Demian makes a very good point in his comment on yesterday’s post. When we look at today’s world, we indeed see many examples of people “tuning out” what they don’t want to know about.

I think the apparent contradiction between our need to connect with others through information and our need to block information from others can be addressed by considering tribalism.

Tribalism is certainly older than our species itself. After all, we see a very similar behavior pattern in our fellow great apes, which strongly suggests it was inherited from our common evolutionary ancestors.

As we all know, there are downsides to grouping people by tribe. Yet given that it has survived intact for so long, I suspect tribalism is one of those instincts, like love for one’s own progeny and a tendency to believe in supernatural gods, that has, one way or another, been helpful in preventing our species from dying out.

Which means that tribalism is baked into our brains. In other words, for better or worse we are stuck with it.

We all belong to many tribes. I personally belong to various overlapping tribes defined by many factors, including professional, cultural, ethnic, familial, political, geographic, aesthetic and metaphysical.

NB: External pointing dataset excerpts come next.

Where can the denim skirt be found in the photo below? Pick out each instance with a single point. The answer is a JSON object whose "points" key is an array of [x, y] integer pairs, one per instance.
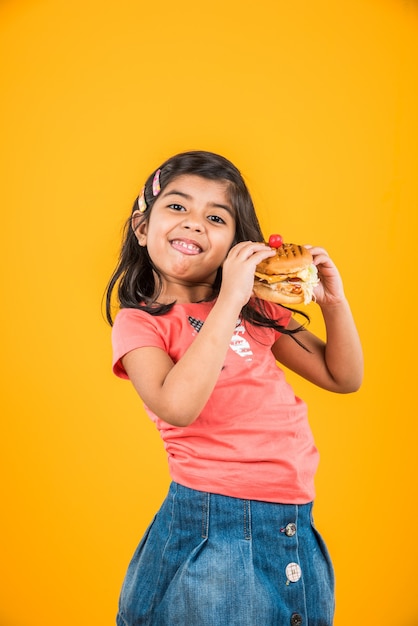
{"points": [[211, 560]]}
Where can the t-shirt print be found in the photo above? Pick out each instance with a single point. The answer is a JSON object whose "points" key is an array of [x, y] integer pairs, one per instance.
{"points": [[238, 342]]}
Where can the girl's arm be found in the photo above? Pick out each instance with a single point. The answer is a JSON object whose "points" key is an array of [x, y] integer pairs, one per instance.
{"points": [[337, 364], [178, 392]]}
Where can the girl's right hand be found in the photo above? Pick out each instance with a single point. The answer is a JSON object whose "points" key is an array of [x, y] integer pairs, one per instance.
{"points": [[239, 267]]}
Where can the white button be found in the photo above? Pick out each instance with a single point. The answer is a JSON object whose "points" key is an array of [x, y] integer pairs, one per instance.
{"points": [[293, 572]]}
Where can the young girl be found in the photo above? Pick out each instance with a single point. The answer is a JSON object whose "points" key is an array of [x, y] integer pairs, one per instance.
{"points": [[233, 544]]}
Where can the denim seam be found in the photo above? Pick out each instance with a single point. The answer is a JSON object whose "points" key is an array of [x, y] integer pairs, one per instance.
{"points": [[247, 520], [205, 515]]}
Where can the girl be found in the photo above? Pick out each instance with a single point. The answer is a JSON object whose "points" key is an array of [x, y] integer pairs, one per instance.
{"points": [[233, 544]]}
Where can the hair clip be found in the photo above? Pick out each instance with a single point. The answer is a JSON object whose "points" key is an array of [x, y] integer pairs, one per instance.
{"points": [[142, 205], [156, 187]]}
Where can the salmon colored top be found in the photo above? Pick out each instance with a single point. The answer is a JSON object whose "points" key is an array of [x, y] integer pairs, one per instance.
{"points": [[252, 439]]}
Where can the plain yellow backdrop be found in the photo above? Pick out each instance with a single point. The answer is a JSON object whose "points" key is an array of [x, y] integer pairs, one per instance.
{"points": [[317, 104]]}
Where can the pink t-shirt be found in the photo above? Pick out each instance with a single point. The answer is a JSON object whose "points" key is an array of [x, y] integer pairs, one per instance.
{"points": [[252, 439]]}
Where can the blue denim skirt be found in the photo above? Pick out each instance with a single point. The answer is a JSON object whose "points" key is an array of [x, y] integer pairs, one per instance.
{"points": [[211, 560]]}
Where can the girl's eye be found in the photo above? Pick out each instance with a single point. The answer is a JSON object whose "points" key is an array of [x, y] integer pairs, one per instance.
{"points": [[217, 219]]}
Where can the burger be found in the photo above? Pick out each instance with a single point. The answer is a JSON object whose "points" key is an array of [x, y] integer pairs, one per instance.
{"points": [[288, 277]]}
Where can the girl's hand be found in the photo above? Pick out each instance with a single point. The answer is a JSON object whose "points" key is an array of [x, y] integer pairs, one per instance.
{"points": [[239, 267], [330, 288]]}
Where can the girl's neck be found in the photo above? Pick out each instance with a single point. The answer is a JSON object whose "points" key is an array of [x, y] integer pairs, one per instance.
{"points": [[183, 294]]}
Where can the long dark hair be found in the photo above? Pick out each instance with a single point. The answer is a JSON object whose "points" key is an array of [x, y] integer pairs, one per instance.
{"points": [[136, 280]]}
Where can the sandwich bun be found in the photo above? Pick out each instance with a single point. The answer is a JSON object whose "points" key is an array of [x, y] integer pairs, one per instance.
{"points": [[288, 277]]}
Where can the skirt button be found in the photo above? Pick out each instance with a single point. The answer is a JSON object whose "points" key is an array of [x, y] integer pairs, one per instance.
{"points": [[290, 530], [296, 619], [293, 572]]}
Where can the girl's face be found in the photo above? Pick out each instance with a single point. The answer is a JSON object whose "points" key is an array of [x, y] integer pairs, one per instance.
{"points": [[190, 230]]}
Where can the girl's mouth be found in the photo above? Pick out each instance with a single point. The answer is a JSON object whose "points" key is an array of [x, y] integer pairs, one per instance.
{"points": [[185, 246]]}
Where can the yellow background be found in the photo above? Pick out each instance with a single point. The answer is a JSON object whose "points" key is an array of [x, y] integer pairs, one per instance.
{"points": [[317, 104]]}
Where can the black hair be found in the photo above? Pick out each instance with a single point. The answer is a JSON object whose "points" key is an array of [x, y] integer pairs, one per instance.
{"points": [[136, 281]]}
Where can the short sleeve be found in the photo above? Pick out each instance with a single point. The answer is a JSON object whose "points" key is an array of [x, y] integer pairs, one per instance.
{"points": [[133, 329]]}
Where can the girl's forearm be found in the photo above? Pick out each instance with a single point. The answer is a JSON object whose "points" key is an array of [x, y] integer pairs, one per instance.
{"points": [[343, 351], [189, 384]]}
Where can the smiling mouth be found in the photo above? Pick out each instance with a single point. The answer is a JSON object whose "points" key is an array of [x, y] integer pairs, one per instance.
{"points": [[186, 246]]}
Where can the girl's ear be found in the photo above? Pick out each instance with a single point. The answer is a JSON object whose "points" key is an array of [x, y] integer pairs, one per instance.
{"points": [[140, 227]]}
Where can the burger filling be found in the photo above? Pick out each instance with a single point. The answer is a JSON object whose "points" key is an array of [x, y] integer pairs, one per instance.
{"points": [[300, 282]]}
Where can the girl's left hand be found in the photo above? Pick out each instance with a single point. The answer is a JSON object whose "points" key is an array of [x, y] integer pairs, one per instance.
{"points": [[330, 288]]}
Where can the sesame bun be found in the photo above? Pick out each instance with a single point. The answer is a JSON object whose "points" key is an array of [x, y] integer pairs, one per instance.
{"points": [[288, 277]]}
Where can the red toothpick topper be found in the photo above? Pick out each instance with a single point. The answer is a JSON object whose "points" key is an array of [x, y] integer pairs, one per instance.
{"points": [[275, 241]]}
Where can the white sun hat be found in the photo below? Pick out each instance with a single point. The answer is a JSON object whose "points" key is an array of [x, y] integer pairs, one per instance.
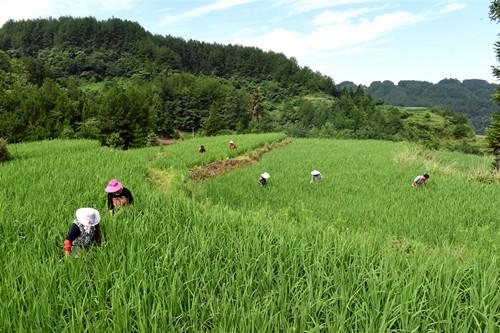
{"points": [[89, 217], [265, 175]]}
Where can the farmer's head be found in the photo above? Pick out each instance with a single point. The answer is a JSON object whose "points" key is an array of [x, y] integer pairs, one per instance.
{"points": [[114, 186]]}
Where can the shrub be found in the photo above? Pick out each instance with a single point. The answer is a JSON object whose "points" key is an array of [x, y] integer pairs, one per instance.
{"points": [[114, 140], [4, 152]]}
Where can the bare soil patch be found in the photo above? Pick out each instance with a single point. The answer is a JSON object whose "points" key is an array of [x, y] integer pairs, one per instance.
{"points": [[218, 168]]}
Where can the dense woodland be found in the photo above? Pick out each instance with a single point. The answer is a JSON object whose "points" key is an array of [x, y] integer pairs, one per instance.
{"points": [[472, 98], [113, 81]]}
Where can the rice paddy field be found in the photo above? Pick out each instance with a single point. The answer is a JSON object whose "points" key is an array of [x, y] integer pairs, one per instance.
{"points": [[361, 251]]}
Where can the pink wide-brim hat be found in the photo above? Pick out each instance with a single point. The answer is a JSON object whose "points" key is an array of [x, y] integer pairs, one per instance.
{"points": [[113, 186]]}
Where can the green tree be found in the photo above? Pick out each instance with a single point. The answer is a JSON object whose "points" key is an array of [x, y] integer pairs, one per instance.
{"points": [[257, 107], [493, 132], [4, 152], [212, 124], [495, 16], [493, 136]]}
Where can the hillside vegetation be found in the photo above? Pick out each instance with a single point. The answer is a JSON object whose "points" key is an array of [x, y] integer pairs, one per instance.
{"points": [[360, 251], [113, 81], [472, 98]]}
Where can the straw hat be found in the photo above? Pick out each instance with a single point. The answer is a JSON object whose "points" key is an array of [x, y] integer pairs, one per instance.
{"points": [[265, 175], [89, 217], [113, 186]]}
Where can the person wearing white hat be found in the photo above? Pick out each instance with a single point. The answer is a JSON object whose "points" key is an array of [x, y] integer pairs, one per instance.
{"points": [[84, 230], [232, 145], [315, 176], [263, 178]]}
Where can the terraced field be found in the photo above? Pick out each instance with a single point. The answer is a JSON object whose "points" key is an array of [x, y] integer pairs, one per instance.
{"points": [[359, 251]]}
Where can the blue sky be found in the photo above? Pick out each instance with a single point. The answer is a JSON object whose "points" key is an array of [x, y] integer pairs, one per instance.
{"points": [[354, 40]]}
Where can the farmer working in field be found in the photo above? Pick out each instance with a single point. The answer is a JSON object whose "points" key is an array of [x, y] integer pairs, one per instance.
{"points": [[118, 196], [232, 145], [84, 230], [420, 180], [315, 176], [263, 178]]}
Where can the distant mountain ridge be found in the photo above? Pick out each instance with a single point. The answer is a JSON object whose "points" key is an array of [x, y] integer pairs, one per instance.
{"points": [[470, 97]]}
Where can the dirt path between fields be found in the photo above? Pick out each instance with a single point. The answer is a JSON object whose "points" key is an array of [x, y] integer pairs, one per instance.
{"points": [[219, 168]]}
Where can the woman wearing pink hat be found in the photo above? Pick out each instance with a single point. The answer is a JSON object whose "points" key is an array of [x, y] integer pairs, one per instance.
{"points": [[118, 196], [84, 230]]}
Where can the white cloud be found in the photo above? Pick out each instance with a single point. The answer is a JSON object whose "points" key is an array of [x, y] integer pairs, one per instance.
{"points": [[302, 6], [335, 17], [453, 7], [329, 38], [200, 11]]}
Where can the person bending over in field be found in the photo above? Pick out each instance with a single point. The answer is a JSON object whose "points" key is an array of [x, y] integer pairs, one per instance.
{"points": [[118, 196], [263, 178], [420, 180], [315, 176], [84, 231], [232, 145]]}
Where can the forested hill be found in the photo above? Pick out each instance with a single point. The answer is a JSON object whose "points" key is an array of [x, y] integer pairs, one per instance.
{"points": [[114, 47], [470, 97], [112, 80]]}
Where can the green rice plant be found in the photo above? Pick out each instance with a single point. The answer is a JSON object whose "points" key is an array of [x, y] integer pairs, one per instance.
{"points": [[359, 251]]}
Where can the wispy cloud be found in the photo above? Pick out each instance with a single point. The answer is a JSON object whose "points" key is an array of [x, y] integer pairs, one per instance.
{"points": [[453, 7], [201, 11], [335, 17], [334, 37], [302, 6]]}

When we wish to bond with others that we perceive as belonging to a common tribe, we draw on our super-power of human communication. But when we wish to indicate that someone is not of our tribe, we tend to narrow or even shut down the paths of communication.

I suspect that this is the likely pattern we will see in the coming age of wearables. We will use this communication technology, as we have used all communication technologies that came before, to connect with those with whom we feel a kinship. Which means we won’t be motivated to “auto-correct” communication that comes from those people.

But we will also use these new emerging tools to help us tune out those other pesky humans — the ones we perceive as belonging to a rival tribe, the ones we don’t think have anything useful to tell us.

Alas, I suspect we will apply all sorts of filters to block those people. The tragedy is that by doing so, we will create a self-fulfilling prophecy.